As the reaction progressed, the original red emission color with a shorter wavelength completely disappeared, as evidenced by the PL image in Figure 2d, indicating the completion of the conversion from quasi-2D perovskite to a 3D structure within 15 min. At this juncture, only one peak, located at approximately 755 nm, was discernible in the PL spectrum, exhibiting a smaller redshift (∼15 nm) compared to the peak (∼740 nm) observed in the early stages of the reaction (Figure 2e). This shift is attributed to the further increase in thickness resulting from the incorporation of all of the inorganic lead iodide layers in the 2D perovskite. This evolution was supported by the X-ray diffraction (XRD) results shown in Figure 2f, and specifically, the XRD signals exclusively exhibited the characteristic peaks originating from quasi-2D perovskite (n = 3) precursors at the initial reaction stage, consistent with reported findings. 24 As the reaction progressed, a discernible trend emerged wherein the peaks of quasi-2D RP phase perovskites, particularly those at small angles, gradually diminished, ultimately yielding two characteristic peaks at 2θ = 14.15 and 28.40°. These peaks are ascribed to the orderly vertical stacking of octahedral [PbI 6 ] 4-, confirming the formation of a 3D structure in the final converted products. Collectively, all results furnish unequivocal evidence of the successful conversion of 2D or quasi-2D perovskites to MAPbI 3 with a 3D structure.

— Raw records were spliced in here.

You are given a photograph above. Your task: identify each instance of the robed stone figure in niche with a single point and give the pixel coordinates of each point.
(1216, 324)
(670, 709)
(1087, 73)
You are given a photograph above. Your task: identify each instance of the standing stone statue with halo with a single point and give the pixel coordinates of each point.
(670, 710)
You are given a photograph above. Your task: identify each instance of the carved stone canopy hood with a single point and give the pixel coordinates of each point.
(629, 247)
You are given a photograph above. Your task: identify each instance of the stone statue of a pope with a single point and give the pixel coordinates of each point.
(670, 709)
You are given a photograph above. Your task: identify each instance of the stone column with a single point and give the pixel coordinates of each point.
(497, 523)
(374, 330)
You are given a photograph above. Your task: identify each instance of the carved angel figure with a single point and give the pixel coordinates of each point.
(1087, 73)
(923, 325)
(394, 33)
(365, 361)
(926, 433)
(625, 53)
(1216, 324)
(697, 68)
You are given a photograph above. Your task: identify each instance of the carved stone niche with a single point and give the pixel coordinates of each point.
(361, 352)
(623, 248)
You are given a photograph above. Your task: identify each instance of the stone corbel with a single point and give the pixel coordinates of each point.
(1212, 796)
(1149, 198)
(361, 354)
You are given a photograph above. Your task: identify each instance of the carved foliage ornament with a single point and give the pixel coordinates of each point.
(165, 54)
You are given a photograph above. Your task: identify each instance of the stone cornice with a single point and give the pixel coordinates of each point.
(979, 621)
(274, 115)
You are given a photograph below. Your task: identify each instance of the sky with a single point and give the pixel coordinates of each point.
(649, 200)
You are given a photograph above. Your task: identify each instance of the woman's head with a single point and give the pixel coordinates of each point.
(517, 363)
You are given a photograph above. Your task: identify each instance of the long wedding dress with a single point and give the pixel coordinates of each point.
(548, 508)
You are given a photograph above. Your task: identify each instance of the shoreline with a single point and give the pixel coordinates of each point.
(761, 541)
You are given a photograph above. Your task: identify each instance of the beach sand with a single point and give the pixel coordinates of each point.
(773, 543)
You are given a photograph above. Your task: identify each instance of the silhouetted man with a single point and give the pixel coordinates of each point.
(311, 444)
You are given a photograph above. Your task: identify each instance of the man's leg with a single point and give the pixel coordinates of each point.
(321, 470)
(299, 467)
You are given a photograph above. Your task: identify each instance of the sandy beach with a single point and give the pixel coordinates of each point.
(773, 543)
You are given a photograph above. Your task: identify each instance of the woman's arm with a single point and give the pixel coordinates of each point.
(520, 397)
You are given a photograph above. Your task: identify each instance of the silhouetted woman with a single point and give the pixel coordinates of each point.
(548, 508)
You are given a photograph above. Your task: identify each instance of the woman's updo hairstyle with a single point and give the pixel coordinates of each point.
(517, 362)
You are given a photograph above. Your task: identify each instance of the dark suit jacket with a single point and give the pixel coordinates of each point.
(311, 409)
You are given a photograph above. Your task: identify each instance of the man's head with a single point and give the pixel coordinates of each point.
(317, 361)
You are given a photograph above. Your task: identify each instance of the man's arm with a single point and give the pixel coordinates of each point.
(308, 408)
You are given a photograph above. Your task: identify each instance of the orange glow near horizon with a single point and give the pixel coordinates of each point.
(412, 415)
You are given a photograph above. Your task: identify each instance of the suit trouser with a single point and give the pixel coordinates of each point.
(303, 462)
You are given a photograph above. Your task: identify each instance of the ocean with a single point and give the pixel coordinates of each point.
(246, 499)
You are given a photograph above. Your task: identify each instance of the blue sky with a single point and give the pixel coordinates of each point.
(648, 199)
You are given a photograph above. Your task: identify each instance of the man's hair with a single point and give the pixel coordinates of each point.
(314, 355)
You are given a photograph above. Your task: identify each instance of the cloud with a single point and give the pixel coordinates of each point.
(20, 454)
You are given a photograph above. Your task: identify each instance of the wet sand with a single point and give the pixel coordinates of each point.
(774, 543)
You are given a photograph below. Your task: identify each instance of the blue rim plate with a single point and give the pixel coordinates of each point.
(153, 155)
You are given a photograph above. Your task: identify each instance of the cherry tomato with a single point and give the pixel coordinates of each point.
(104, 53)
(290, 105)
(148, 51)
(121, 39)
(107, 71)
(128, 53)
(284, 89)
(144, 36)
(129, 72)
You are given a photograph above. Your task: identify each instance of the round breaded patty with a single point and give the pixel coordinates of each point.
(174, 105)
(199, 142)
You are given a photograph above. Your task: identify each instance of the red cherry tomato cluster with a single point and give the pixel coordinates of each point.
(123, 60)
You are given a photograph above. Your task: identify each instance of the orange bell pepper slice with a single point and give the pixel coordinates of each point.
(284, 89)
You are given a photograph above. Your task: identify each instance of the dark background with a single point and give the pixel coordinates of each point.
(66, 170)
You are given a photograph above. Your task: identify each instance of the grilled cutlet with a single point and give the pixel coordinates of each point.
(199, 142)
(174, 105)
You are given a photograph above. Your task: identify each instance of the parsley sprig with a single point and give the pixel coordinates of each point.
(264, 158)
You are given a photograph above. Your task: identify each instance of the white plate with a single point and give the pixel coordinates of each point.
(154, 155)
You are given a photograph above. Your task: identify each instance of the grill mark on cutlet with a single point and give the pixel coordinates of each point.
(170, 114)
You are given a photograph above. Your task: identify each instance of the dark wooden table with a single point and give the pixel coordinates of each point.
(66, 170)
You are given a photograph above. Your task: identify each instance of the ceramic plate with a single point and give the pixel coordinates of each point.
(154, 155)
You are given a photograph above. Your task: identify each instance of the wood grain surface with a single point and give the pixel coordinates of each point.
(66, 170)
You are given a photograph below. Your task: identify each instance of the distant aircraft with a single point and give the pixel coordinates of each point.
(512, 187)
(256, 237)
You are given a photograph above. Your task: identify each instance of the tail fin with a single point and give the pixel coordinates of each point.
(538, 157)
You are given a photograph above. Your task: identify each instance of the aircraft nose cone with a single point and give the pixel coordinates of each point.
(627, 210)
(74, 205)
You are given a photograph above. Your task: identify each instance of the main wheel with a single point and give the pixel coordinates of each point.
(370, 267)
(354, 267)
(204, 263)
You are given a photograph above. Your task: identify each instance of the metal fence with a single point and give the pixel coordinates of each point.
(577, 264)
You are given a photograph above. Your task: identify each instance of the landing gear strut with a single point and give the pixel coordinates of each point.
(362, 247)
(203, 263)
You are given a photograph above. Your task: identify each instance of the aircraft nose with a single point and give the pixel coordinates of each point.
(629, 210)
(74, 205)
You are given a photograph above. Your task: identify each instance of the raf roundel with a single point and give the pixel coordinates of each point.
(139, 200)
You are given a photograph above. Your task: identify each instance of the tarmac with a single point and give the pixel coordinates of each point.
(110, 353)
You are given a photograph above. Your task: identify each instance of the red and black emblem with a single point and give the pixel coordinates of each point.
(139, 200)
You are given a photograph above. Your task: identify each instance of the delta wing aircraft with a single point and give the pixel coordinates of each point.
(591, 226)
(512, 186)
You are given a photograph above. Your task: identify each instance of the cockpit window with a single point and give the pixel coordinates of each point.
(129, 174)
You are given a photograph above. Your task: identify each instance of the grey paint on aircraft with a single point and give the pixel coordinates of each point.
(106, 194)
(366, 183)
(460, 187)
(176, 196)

It is noteworthy that all the 2D RP phase perovskites with varying n values (n = 1, 2, and 3) can serve as templates for achieving the MAPbI 3 perovskite structure using the equilibrium solution conversion method. This presents a viable approach for regulating the thickness of MAPbI 3 by adjusting the nanometer values and layer numbers of RP phase perovskites. For instance, as illustrated in Figure 3a-f, MAPbI 3 perovskites with a comparable thickness of approximately 5 nm, as determined by atomic force microscopy (AFM), were successfully obtained utilizing RP phase perovskites with n = 1 (8 layers), n = 2 (4 layers), and n = 3 (3 layers), respectively. Notably, the most significant variation in thickness between pre-and postconversion was observed in the RP phase perovskites with n = 1, likely attributed to the presence of bulky ligands within the lattice of RP phase perovskites, particularly pronounced in n = 1 perovskite. Intriguingly, further analysis (Figure 3g) of the thickness alterations of RP phase perovskites pre-and postconversion suggests a consistent ratio for different perovskite samples with the same RP phase, namely, 57% for n = 1, 41% for n = 2, and 29% for n = 3. These consistent ratios closely align with the occupancy of bulky ligands in the respective original RP phase perovskites with different n values (refer to Table S1), indicating no loss of the inorganic layers during the conversion process. Moreover, additional assessments of steady-state PL in Figure 3h also confirm the successful conversion, albeit revealing slight discrepancies in the emission peak positions, ranging from 755 nm for n = 1-745 nm for n = 3. Given the diminished confinement effect with increased thickness, the minor variation in thickness between the two samples acquired from RP perovskites with different n values is not the primary cause of this discrepancy in emission peak. Instead, defects are commonly considered to be the pivotal factor influencing the optical characteristics of perovskites by trapping excitons/ carriers. Hence, this discrepancy can be attributed to the structural defect, including vacancy, interfacial merging, and lattice stretching. Furthermore, the broadened full width at half-maximum (fwhm) of the peak at the 755 nm wavelength also supports this explanation.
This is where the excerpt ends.